David Cheriton, Chief Scientist et fondateur de la société Apstra, explique quel rôle peut jouer AOS, un système d’exploitation distribué pour data center et indépendant des matériels et permet de découpler la conception des réseaux et l’exploitation.




The Apstra Operating System (AOS) is a vendor-agnostic Distributed Operating System for data center networks – it allows for any mix of name-brand or white-box hardware and decouples network design and operations from the lower-level, error-prone, manual workflows required by vendor-specific hardware. At the network service level, AOS lets you specify “intent” rather than a detailed specification, then it will automatically generate configurations for the various hardware options, and continuously auto-validate the network state against the original intent – with massively improved service agility and reliability.

Mansour Karam, Apstra’s CEO and co-founder, compare this “intent driven” approach to a driverless car. A simple intent, like “find the nearest space and park”, represents a highly complicated set of individual observations, measurements, decisions and actions combined with on-going monitoring and corrections until completed. But a driverless car will automatically fulfil that intent in real-time without needing a long list of imperative commands. In the AOS context, intent can itself be quite complex. An 90-word example on the Apstra website begins: “Provide connectivity to 1000 servers, using L2 and/or L3 access at the edge, with oversubscription in the core of 1:1 (no oversubscription), with endpoints such as hosts, VMs or containers grouped into isolation domains (including both traffic and address space isolation)…” and so on. Any change in an intent takes a few mouse clicks, and AOS will auto-render new configurations for any chosen vendor equipment.

There is nothing else like it on the market.

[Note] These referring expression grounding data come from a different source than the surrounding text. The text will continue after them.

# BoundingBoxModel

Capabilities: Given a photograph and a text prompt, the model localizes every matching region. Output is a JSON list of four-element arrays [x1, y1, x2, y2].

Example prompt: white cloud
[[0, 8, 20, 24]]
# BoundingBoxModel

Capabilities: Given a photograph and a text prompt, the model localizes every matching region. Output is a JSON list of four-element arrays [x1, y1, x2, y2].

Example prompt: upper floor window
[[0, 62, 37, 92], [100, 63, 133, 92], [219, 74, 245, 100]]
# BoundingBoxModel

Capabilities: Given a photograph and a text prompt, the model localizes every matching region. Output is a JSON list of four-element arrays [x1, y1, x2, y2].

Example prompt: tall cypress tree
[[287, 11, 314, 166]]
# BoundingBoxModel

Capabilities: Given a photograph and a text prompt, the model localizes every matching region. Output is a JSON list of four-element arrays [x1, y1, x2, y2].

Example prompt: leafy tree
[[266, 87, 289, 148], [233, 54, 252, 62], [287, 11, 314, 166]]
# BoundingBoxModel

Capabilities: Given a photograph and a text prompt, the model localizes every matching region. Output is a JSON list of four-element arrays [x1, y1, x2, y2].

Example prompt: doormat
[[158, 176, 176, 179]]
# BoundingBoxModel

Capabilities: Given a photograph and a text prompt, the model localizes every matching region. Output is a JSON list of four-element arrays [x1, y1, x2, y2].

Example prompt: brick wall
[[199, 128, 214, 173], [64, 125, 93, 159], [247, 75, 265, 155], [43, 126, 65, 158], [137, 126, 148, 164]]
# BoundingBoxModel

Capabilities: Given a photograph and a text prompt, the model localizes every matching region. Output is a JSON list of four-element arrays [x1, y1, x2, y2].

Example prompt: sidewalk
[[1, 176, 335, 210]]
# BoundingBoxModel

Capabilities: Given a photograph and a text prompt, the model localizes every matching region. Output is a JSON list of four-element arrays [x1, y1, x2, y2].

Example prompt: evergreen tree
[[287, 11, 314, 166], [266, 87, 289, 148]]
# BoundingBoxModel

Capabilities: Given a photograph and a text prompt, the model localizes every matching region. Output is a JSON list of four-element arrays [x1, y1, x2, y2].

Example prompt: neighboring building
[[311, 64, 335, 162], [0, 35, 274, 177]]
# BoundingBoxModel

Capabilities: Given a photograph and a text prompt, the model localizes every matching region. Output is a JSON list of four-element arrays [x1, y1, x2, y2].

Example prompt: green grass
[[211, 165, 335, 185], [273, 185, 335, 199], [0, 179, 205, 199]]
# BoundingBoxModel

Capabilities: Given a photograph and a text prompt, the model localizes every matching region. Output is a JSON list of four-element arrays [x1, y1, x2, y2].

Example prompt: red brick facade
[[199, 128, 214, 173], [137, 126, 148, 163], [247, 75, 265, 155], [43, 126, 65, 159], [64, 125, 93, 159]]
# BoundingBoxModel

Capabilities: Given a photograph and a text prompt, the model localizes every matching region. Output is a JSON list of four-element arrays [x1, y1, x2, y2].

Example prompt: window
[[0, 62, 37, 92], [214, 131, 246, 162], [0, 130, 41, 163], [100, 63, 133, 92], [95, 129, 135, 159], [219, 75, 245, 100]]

Some tools are available for automating specific use cases, but not into an integrated whole with continuous real-time validation. There is nothing to compare with this ability to express a near business-level intent and see it right through the design, build deploy and validation lifecycle. Anyone needing to slash the effort pf designing, building, deploying and operating a data center network will benefit.

“Apstra could grow to be a very significant networking company” according to David. “It becomes the operating system for the datacentre network and, in that context, you have switches or devices that plug into it just like device drivers in a conventional operating system. It also becomes a foundation for automating the rest of the datacentre and there is a lot of areas of automation that are required at the server level, at the application level. What’s critical for that automation is to be able to have insights into and control of the network. So, I think we’re in a great position to grow in that sense to become the datacentre operating system.”

Asked about the relevance to the burgeoning Internet of Things (IOT), David acknowledged the growing pressure on the network for fault tolerance and high availability as well as sheer performance. At the “speeds and feeds” level, AOS is enabling incredible growth. “The real limit of the technology is how solid can we build applications on top of this, and how solidly can we run the communications… It ties back to the Apstra opportunity: we need to automate these systems to run with the reliability and the flexibility that’s required for new applications that are all part of the IoT umbrella”.

“Apstra is tackling a really fundamental problem here… the operating system problem. How do you operate complex computer-based systems? And the answer can’t be manually. it just doesn’t work. Things are happening too quickly. Things are too complicated. It’s too hard to figure out what’s going on in the right period of time so it has to be automated. Apstra is tackling exactly that problem with datacentre networks, automating the management of these networks. Management is a key functionality.”

“To me, management is detecting when things are going off the rails and correcting the situations before they come completely off the rails. I think that that is going to be absolutely critical. In Google, Amazon or Facebook, if an individual server fails, you don’t notice it. If the network has a problem, everybody notices it. It’s absolutely foundational to every company that’s doing any kind of IT.”

So, what is it that really drives David Cheriton? Is it just finding solutions to problems – albeit complex, distributed problems? Is it to be changing the face of networking, communications and so shaping world business? Looking back over his many successful investments and projects, what makes him most proud?

“I think the thing that I’ve enjoyed the most is all the people I’ve worked with. One of the things I really love about computing is there is a lot of intelligent hardworking people that are passionate about the technology and it’s just very exciting to build a team where you pull off something that you realise no individual could do by themselves but you’ve done together. So, I think I personally get a lot of enjoyment out of that.

“I think the other element is that… a lot of people have benefited in their career and in their financial situation in the companies I’ve been involved with. It’s just nice to see people having a better life as a result of companies that I’ve had some role in pulling together.”